Introducing Danau Toba
Danau Toba has been part of traveller folklore for decades. This grand ocean-blue lake, found high up among Sumatra's volcanic peaks, is where the amiable Christian Batak people reside. The secret of this almost-mythical place was opened up to travellers by the intrepid, and Tuk Tuk – the village on the lake's inner island – became as much a highlight for Southeast Asian shoestringers as Haad Rin and Kuta. It was almost overrun with tourism: wild full-moon parties would kick off, and travellers in beach-bum mode would get 'stuck' on the island for months on end.
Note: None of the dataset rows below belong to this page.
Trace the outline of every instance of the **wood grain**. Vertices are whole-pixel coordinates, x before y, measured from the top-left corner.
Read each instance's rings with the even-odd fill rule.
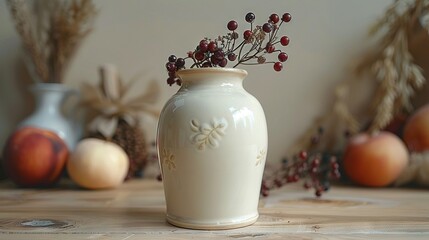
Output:
[[[152,180],[103,191],[0,185],[0,239],[429,239],[425,189],[335,186],[315,199],[289,185],[261,199],[254,225],[226,231],[177,228],[164,214]]]

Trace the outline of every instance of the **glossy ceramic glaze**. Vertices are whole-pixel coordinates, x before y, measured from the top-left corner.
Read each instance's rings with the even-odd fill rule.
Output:
[[[35,110],[19,127],[33,126],[52,130],[64,140],[69,149],[74,149],[81,128],[76,122],[64,117],[62,106],[67,97],[77,92],[59,83],[38,83],[31,87],[31,92],[36,100]]]
[[[194,229],[252,224],[267,153],[267,125],[242,82],[247,72],[187,69],[158,125],[167,220]]]

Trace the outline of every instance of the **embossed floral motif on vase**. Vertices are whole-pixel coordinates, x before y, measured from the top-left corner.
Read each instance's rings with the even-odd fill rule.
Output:
[[[211,148],[219,147],[222,137],[225,135],[225,130],[228,127],[228,122],[225,118],[213,118],[210,123],[200,124],[198,120],[193,119],[190,122],[192,143],[199,149],[205,150],[206,146]]]

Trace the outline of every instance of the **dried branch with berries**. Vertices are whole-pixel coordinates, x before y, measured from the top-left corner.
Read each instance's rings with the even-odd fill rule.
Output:
[[[239,65],[259,65],[273,64],[275,71],[283,69],[283,62],[286,62],[288,55],[276,49],[278,45],[289,45],[289,38],[282,36],[278,38],[278,32],[283,24],[292,19],[289,13],[280,17],[273,13],[268,21],[262,26],[254,26],[255,14],[248,13],[245,20],[250,24],[250,28],[243,31],[242,40],[237,32],[238,23],[229,21],[227,28],[230,31],[226,35],[215,39],[204,38],[193,51],[187,53],[187,57],[177,58],[171,55],[166,63],[168,71],[168,85],[181,85],[181,80],[176,76],[176,72],[185,69],[186,60],[192,60],[190,68],[205,67],[227,67],[231,64],[233,68]],[[276,60],[267,60],[270,54],[278,53]]]

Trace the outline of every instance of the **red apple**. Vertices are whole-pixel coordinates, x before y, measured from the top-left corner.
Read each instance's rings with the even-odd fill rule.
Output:
[[[355,183],[368,187],[391,184],[408,163],[408,151],[390,132],[361,133],[352,137],[344,154],[344,171]]]
[[[68,149],[54,132],[35,127],[16,130],[4,149],[5,171],[19,186],[44,187],[56,183]]]
[[[412,152],[429,150],[429,105],[423,106],[408,119],[403,138]]]

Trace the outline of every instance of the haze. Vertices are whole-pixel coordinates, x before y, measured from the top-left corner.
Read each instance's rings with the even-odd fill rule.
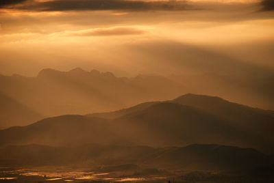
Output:
[[[0,1],[0,182],[273,182],[273,2]]]

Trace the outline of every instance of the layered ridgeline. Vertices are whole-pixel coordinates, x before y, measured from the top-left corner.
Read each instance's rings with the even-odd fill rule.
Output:
[[[87,143],[151,147],[192,143],[253,147],[273,153],[273,112],[220,98],[187,94],[111,113],[63,115],[0,130],[0,145]]]
[[[88,144],[58,147],[40,145],[10,145],[0,148],[2,166],[103,167],[103,171],[185,169],[245,170],[271,166],[271,156],[253,149],[233,146],[192,144],[185,147],[155,148],[147,146]],[[153,171],[149,173],[161,173]]]
[[[166,100],[182,94],[183,87],[163,76],[126,78],[95,70],[88,72],[75,68],[61,72],[44,69],[36,77],[0,75],[0,92],[29,111],[51,117],[110,111],[145,101]],[[1,103],[10,105],[6,100],[1,100]],[[42,119],[26,110],[22,111],[25,115],[21,120],[14,117],[17,113],[12,109],[21,107],[13,105],[0,111],[0,128],[27,125],[34,119]]]

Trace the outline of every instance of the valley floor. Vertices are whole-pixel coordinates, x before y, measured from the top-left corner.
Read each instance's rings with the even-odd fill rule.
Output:
[[[266,178],[247,173],[194,170],[110,171],[71,167],[0,167],[0,182],[165,182],[171,183],[271,183]]]

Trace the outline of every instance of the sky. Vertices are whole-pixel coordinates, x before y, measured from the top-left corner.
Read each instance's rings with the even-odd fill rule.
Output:
[[[82,68],[201,86],[208,78],[218,92],[201,94],[273,109],[273,32],[272,0],[4,0],[0,74]]]
[[[158,49],[168,55],[181,44],[272,70],[273,10],[273,1],[256,0],[1,1],[0,73],[75,67],[121,76],[200,72],[199,66],[178,69],[171,62],[179,56],[158,60]]]

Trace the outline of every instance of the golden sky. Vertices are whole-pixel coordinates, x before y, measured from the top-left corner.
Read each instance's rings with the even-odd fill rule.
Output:
[[[269,1],[5,1],[0,3],[0,73],[34,76],[44,68],[75,67],[129,76],[201,72],[158,61],[158,45],[170,49],[176,44],[274,69],[270,48],[254,46],[271,44],[274,39],[274,12]],[[140,50],[147,45],[155,49],[144,55]],[[246,54],[251,49],[264,60]]]

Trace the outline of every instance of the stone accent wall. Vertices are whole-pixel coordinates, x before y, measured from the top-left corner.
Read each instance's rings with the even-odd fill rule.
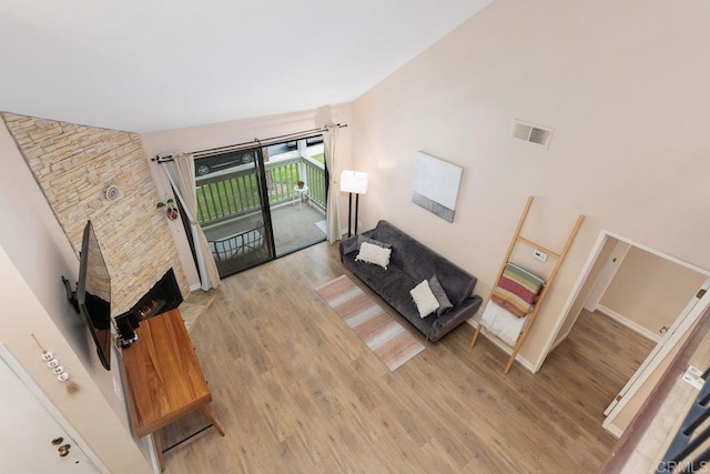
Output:
[[[91,220],[111,275],[114,316],[171,266],[187,295],[168,220],[155,208],[160,199],[138,133],[11,113],[2,119],[78,256]],[[111,184],[120,190],[115,201],[105,198]]]

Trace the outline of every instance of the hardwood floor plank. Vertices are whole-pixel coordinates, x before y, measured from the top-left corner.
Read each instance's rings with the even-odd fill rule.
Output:
[[[602,411],[652,346],[584,314],[538,374],[473,329],[395,372],[314,292],[347,274],[322,243],[223,281],[191,336],[226,431],[165,455],[171,473],[591,472],[615,443]]]

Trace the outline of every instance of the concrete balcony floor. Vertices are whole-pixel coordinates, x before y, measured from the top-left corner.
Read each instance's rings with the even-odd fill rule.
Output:
[[[325,212],[307,200],[293,201],[271,208],[276,256],[282,256],[325,240]],[[255,229],[264,218],[261,212],[204,229],[207,240],[219,240]]]

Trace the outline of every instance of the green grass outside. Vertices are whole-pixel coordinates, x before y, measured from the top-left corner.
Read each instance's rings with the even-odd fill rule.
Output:
[[[271,181],[274,184],[270,186],[268,190],[270,200],[280,201],[291,196],[293,194],[293,186],[295,186],[296,182],[301,179],[298,175],[298,164],[291,163],[286,167],[275,168],[270,172],[273,177]],[[204,188],[209,188],[206,193]],[[226,181],[211,183],[197,188],[196,193],[199,222],[261,206],[255,174],[246,174]],[[209,199],[210,195],[212,199]]]

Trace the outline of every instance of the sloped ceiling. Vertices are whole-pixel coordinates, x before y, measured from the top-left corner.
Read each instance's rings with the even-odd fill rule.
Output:
[[[349,102],[493,0],[0,0],[0,110],[135,132]]]

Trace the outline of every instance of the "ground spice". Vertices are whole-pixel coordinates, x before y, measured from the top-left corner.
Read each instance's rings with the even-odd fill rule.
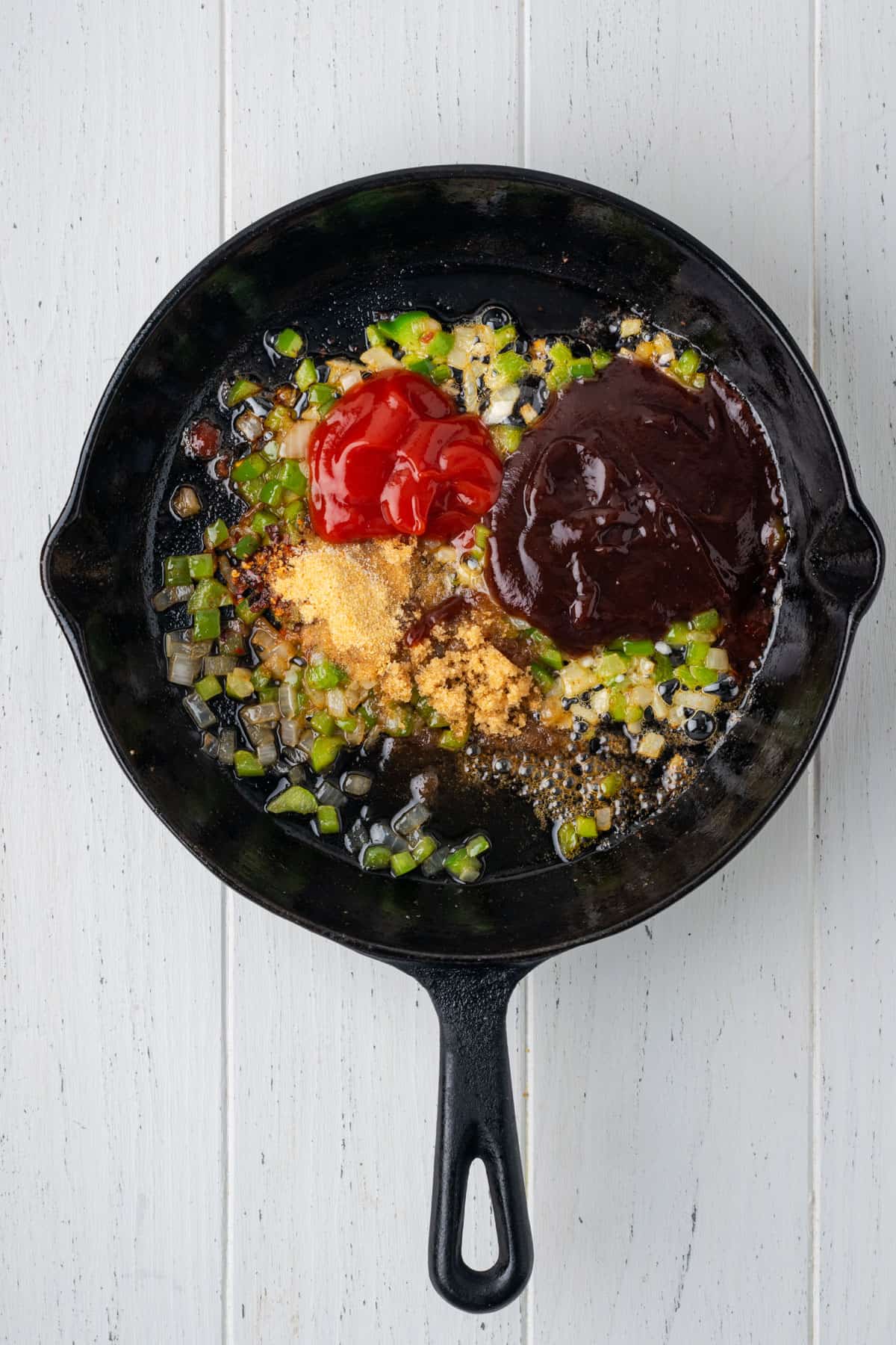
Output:
[[[306,650],[321,650],[359,682],[376,682],[412,612],[416,546],[402,538],[333,546],[309,534],[273,547],[263,578],[275,616],[301,623]]]
[[[445,651],[435,652],[446,639]],[[525,728],[532,679],[486,640],[476,621],[462,621],[453,635],[435,627],[433,639],[414,646],[411,656],[420,695],[455,733],[470,722],[486,737],[513,737]]]
[[[257,564],[255,568],[258,569]],[[408,648],[404,633],[445,597],[441,568],[404,538],[333,545],[310,535],[271,547],[261,577],[277,619],[302,648],[320,650],[351,678],[377,686],[380,702],[407,703],[419,691],[463,736],[513,737],[527,725],[535,687],[488,639],[488,599],[458,623],[439,623]]]

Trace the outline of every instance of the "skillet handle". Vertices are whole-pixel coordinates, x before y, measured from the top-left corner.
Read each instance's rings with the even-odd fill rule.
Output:
[[[516,1131],[506,1009],[528,967],[418,966],[414,975],[439,1015],[439,1111],[430,1221],[430,1279],[467,1313],[489,1313],[520,1294],[532,1274],[532,1232]],[[473,1270],[461,1252],[470,1165],[489,1180],[497,1260]]]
Whilst the travelling world has hardly forgotten about Toba, those heady party days are certainly a thing of the past. Nowadays the Batak people continue to warmly open their arms to travellers after a lazy, low-key lakeside sojourn.
Expect a chorus of 'horas' ('welcome') to greet you at every turn, as the locals quietly strum away the afternoon on their guitars while passing around a flagon of jungle juice.
Danau Toba is the largest lake in Southeast Asia, covering a massive 1707 sq km. In the middle of this huge expanse is Pulau Samosir, a wedge-shaped island almost as big as Singapore that was created by an eruption between 30,000 and 75,000 years ago. Well, Bahasa Indonesia calls it an island, but those visiting the west of Toba will discover that Samosir isn't actually an island at all. It's linked to the mainland by a narrow isthmus at the town of Pangururan – and then cut again by a canal.
Directly facing Parapat is another peninsula occupied by the village of Tuk Tuk, which has Samosir's greatest concentration of tourist facilities. Tomok, a few kilometres south of Tuk Tuk, is the main village on the east coast of the island. Pangururan is the largest town on the west coast.